放送業界のお話と落研と私的な思い出(瞳尻・黒舟)

「嗚呼!青春の大根梁山泊~東海大学・僕と落研の物語」スピンオフ・エッセイ。放送関係。業界のエピソードと近所の出来事

落研のカメレオンマン!同期の切笑君!

 昭和55年入学。東海大学落語研究部の同期に頭下位亭切笑(とうかいてい せっしょう)と言う男がいた。この、「切」る「笑」いとは、落研にはチョット縁起でもない名前である。

 

 「切」の字は切奴(きりど・現・春風亭昇太師匠)の「切」。つまり、切奴さんがつけた名前である。

 

 切笑君は、草刈正雄さんの「ものまね」が持ちネタで、よくやっていたが、それは、テレビでプロがやっている「ものまね」の「ものまね」で、オリジナリティが無かった。

 

 彼は長期の休みに地方の旅館で住み込みのバイトをしたことがある。

 

 バイトが終わり部室に現れた切笑君に我々は驚いた!

 突然、激しい訛りになっているのだ。

 

 彼は埼玉県出身で、あまり訛りはなかった。どちらかと言うと、都会的な話し方をしていた。それが、突然、激しい栃木弁になっていた。

 

 我々が「何で訛ってるんだよ?」と聞くと、本人は驚いて…

 (訛って)「何いってるの↑ 訛って↑ないですよ↑」と、訛って帰って来たことにすら気づいていない。

 

 一同大笑いしながら「めちゃくちゃ訛ってるよ!」と言うと…

 (訛って)「えつ!昔から↑私は↑この喋り方↑ですよ↑」

 

 訛りに加えて、旅館でバイトしたので言葉も丁寧になっていた。

 

 彼の訛りは1か月程続いたが、いつの間にか元にもどっていた。

 

 切笑君は、新しい環境にすぐ溶け込む人だ。友達が変わると言葉使いが変わることも多かった。

 

 そんな彼の落語はスムーズに話すのだが、2年まであまりウケてはいなかった。

 

 3年の春。切笑君は青学・国学・東海が共演する「渋谷三大学落語会」の出し物に「金明竹」(きんめいちく)を選んだ。

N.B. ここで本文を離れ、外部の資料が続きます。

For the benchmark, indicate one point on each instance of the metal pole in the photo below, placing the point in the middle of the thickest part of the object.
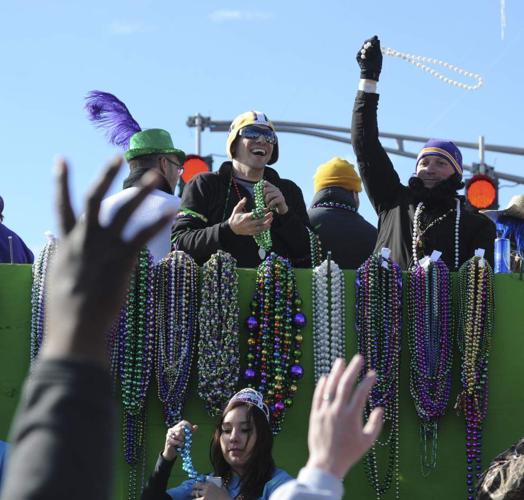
(198, 135)
(482, 166)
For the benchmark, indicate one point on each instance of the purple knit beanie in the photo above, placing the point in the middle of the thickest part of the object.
(444, 149)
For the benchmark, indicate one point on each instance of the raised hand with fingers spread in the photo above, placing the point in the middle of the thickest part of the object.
(369, 58)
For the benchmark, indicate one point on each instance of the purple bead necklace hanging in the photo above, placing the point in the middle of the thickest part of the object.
(476, 317)
(218, 349)
(378, 324)
(39, 293)
(431, 350)
(135, 361)
(275, 338)
(176, 298)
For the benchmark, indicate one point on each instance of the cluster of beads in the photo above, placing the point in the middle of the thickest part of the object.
(176, 309)
(422, 62)
(218, 350)
(263, 239)
(275, 341)
(38, 295)
(418, 232)
(378, 324)
(185, 453)
(476, 316)
(329, 333)
(136, 340)
(315, 248)
(431, 351)
(334, 204)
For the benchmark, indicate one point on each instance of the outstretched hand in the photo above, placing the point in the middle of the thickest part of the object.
(369, 58)
(337, 436)
(91, 270)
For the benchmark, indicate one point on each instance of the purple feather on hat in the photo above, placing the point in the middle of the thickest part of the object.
(108, 112)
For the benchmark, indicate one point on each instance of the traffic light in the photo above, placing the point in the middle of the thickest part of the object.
(194, 165)
(482, 192)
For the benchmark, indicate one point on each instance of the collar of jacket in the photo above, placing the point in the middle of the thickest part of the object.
(226, 169)
(336, 194)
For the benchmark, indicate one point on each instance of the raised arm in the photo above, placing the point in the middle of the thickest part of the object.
(381, 181)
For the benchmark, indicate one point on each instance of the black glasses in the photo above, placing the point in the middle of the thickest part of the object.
(254, 132)
(180, 168)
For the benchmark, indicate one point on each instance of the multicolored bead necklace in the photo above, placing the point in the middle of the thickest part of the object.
(335, 204)
(417, 232)
(135, 351)
(476, 318)
(38, 294)
(185, 454)
(218, 350)
(379, 325)
(431, 351)
(275, 341)
(263, 239)
(315, 248)
(329, 333)
(176, 292)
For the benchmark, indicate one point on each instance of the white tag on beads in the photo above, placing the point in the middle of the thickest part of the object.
(435, 255)
(479, 252)
(425, 262)
(385, 253)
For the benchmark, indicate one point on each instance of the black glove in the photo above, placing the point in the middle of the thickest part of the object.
(369, 58)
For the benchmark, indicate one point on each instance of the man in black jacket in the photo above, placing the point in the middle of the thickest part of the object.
(427, 215)
(217, 209)
(334, 214)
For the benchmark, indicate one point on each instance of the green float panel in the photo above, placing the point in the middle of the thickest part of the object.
(502, 427)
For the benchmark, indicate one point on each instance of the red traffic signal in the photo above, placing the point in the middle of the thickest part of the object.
(194, 165)
(481, 192)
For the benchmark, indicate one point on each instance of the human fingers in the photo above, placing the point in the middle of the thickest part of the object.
(66, 215)
(333, 379)
(149, 181)
(100, 188)
(239, 207)
(348, 379)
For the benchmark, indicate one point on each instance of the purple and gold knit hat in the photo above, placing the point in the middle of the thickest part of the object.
(444, 149)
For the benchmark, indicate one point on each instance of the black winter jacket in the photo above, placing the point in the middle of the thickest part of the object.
(207, 202)
(395, 203)
(350, 238)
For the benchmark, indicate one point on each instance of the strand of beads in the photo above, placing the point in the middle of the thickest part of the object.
(334, 204)
(422, 62)
(263, 239)
(275, 341)
(136, 348)
(218, 350)
(329, 333)
(176, 298)
(315, 247)
(38, 294)
(431, 351)
(417, 232)
(185, 453)
(476, 317)
(378, 323)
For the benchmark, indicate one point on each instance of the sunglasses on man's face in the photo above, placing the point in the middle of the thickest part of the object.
(180, 168)
(256, 132)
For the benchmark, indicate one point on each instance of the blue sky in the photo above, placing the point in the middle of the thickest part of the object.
(294, 60)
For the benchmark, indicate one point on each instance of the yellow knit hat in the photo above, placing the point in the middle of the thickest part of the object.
(243, 120)
(337, 172)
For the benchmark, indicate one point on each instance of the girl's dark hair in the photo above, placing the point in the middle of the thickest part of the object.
(260, 465)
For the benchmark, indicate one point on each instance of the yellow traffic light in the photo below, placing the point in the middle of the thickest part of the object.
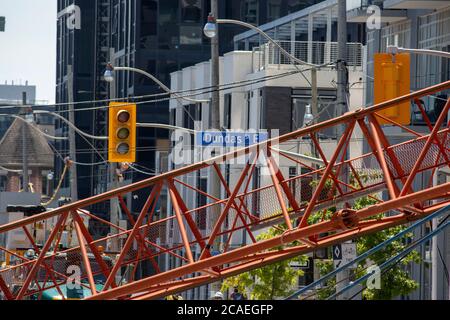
(392, 80)
(122, 132)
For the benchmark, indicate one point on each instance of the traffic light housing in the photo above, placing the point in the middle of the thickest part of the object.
(392, 80)
(122, 132)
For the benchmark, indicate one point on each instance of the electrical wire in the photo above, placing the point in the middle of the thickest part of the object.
(190, 93)
(34, 127)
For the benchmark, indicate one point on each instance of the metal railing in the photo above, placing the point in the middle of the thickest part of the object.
(316, 52)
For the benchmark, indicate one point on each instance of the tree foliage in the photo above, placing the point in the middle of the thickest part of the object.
(394, 281)
(271, 281)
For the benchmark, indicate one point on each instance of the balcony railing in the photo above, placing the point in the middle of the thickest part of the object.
(313, 52)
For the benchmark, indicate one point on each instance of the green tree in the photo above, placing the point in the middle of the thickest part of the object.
(271, 281)
(395, 281)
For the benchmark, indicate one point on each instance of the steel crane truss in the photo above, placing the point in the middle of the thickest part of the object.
(178, 248)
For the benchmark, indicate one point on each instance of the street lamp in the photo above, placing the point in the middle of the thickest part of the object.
(109, 77)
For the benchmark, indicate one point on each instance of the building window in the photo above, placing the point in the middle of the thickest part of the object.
(302, 97)
(273, 9)
(250, 11)
(191, 11)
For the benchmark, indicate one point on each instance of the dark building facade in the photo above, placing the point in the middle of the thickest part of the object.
(159, 37)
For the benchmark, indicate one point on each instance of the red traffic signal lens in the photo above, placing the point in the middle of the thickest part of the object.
(123, 133)
(123, 148)
(123, 116)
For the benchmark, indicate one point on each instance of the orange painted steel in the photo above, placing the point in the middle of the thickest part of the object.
(173, 233)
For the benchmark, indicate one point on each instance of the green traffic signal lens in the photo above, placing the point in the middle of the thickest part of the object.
(123, 148)
(123, 133)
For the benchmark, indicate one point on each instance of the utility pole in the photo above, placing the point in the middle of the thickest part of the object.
(342, 278)
(23, 113)
(113, 183)
(215, 120)
(215, 125)
(72, 140)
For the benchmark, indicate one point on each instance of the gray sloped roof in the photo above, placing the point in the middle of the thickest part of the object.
(39, 153)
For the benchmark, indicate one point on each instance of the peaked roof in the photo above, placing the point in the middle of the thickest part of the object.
(39, 152)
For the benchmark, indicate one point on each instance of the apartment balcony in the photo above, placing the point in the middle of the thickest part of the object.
(315, 52)
(416, 4)
(357, 11)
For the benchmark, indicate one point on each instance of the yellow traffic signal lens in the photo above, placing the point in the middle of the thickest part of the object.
(123, 133)
(123, 148)
(123, 116)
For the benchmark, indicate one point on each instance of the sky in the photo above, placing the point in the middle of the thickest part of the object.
(28, 45)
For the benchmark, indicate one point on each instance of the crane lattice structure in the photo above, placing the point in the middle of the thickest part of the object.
(244, 208)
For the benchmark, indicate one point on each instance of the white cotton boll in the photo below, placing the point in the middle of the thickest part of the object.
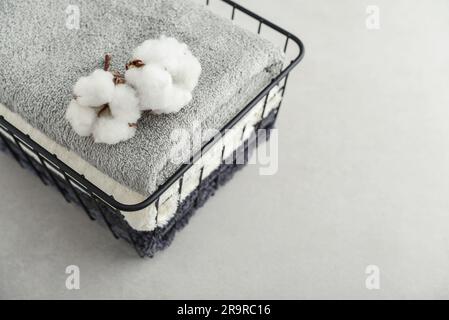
(82, 119)
(111, 131)
(156, 90)
(94, 90)
(166, 52)
(170, 74)
(124, 104)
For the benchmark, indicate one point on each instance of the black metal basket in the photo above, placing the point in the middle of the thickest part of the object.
(103, 207)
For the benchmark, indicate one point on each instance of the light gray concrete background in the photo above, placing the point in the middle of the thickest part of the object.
(363, 180)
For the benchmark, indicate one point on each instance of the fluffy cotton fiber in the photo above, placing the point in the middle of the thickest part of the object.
(103, 107)
(166, 75)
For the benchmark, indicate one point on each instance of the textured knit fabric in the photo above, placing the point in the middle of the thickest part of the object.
(41, 58)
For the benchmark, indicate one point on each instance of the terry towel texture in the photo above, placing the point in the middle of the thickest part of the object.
(41, 59)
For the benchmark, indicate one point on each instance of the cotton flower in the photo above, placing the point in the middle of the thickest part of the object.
(81, 118)
(94, 90)
(164, 73)
(105, 107)
(110, 130)
(156, 89)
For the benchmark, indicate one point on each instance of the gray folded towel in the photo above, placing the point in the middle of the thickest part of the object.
(41, 59)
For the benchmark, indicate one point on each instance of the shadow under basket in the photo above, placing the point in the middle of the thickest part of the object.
(104, 208)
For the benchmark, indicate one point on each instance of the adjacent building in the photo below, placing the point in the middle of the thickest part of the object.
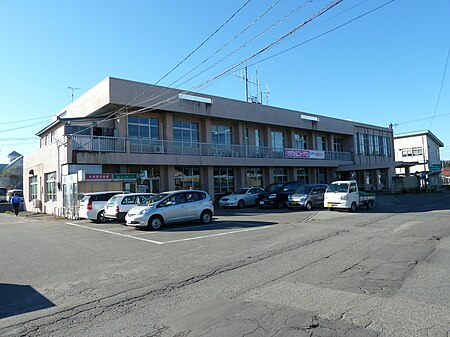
(420, 149)
(125, 135)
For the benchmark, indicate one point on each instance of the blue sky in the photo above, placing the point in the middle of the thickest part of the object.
(386, 67)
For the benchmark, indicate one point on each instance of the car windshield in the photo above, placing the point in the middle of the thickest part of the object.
(112, 200)
(304, 189)
(156, 198)
(338, 187)
(241, 191)
(145, 199)
(274, 188)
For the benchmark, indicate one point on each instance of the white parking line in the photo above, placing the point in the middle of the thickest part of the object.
(171, 241)
(115, 233)
(218, 234)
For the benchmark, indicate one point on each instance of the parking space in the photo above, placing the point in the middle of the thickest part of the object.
(222, 225)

 本番前に学内の寄席で初披露したのだが、突然、大爆笑の高座となった。

 

 その演じ方は、別人格だった。彼は、青山学院の当時・爆笑王だった先輩・免亭回丈(めんてい かいじょう)さんの落語の口調やキャラ設定をコピーして演じていたのだ。回丈さんはデフォルメした与太郎で東京の学生落語では有名な存在だった。

 切笑君は、その口調をそのままマネしていたのだ。

 

 完コピと知らないOBが叫んだ! 「あいつ、化けたぞ! 馬鹿おもだ!」

 

 生涯で一番の爆笑をとった切笑君だが、一か月後。同じ噺がまったくウケなくなっていた。本人に「何で、ウケた時と同じにやらないの?」と聞くと「えっ!同じようにやってるよ!何でうけなくなったのか分からないよ」とこと。

 回りから観れは、あきらかにメリハリもデフォルメも無くなっているのに、本人は気づいていないのだ。

 

 切笑君はカメレオンの様に人のマネが人格に入り込んでしまう人だ。ところが、またすぐに他のキャラに洗脳されてしまう。あの爆笑の高座の時は、直前に青学の回丈さんの落語を観たばかりだったらしい。

 そんな能力があるのなら、志ん朝師匠や談志師匠をコピーすればいいのに、彼は何故かアマチュアをコピーしてしまったのだ。

 東海落研でプロのコピーをすると、OBの評判が良くないの見越していたのかもしれない。

 

 彼はその後、大手レストランでバイトを始めた。すると、日常会話もレストランの喋りとなり「私としましては、次の公演は誠心誠意、演じる所存です」等と、学生とは思えない会話になっている。

 「お前、なんだ! その話し方は?」

 「わたくし、以前と変わりませんよ!からかわれては困ります! 先輩!こちらへどうぞ!」

 

 部室のみんなが言った。「ダメダコリャ!」

 

 しかし、切笑君が海外で暮らしたら、すぐに言葉を憶えることだろう。留学できる家に生まれたら、語学の天才になっていたかも知れない。

 

 ただ、問題なのは外国語に順応しすぎて、日本語を忘れそうだ。